[PATCH] target/riscv: Use a direct cast for better performance

Richard W.M. Jones posted 1 patch 7 months ago
Patches applied successfully (tree, apply log)
git fetch https://github.com/patchew-project/qemu tags/patchew/20231007090232.3329594-1-rjones@redhat.com
Maintainers: Palmer Dabbelt <palmer@dabbelt.com>, Alistair Francis <alistair.francis@wdc.com>, Bin Meng <bin.meng@windriver.com>, Weiwei Li <liweiwei@iscas.ac.cn>, Daniel Henrique Barboza <dbarboza@ventanamicro.com>, Liu Zhiwei <zhiwei_liu@linux.alibaba.com>
There is a newer version of this series
target/riscv/cpu_helper.c | 6 +++++-
1 file changed, 5 insertions(+), 1 deletion(-)
[PATCH] target/riscv: Use a direct cast for better performance
Posted by Richard W.M. Jones 7 months ago
RISCV_CPU(cs) uses a checked cast.  When QOM cast debugging is enabled
this adds about 5% total overhead when emulating RV64 on x86-64 host.

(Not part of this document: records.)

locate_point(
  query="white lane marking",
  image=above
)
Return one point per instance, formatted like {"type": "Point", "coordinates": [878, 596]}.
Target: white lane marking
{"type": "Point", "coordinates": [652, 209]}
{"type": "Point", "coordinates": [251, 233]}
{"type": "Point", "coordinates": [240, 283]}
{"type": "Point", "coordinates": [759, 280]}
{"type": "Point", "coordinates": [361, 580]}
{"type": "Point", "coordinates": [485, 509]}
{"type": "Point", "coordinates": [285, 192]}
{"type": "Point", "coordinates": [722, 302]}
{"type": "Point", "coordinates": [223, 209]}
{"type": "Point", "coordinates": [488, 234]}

Using a RISC-V guest with 16 vCPUs, 16 GB of guest RAM, virtio-blk
disk.  The guest has a copy of the qemu source tree.  The test
involves compiling the qemu source tree with 'make clean; time make -j16'.

Before making this change the compile step took 449 & 447 seconds over
two consecutive runs.

After making this change, 428 & 422 seconds.

The saving is about 5%.

Thanks: Paolo Bonzini
Signed-off-by: Richard W.M. Jones <rjones@redhat.com>
---
 target/riscv/cpu_helper.c | 6 +++++-
 1 file changed, 5 insertions(+), 1 deletion(-)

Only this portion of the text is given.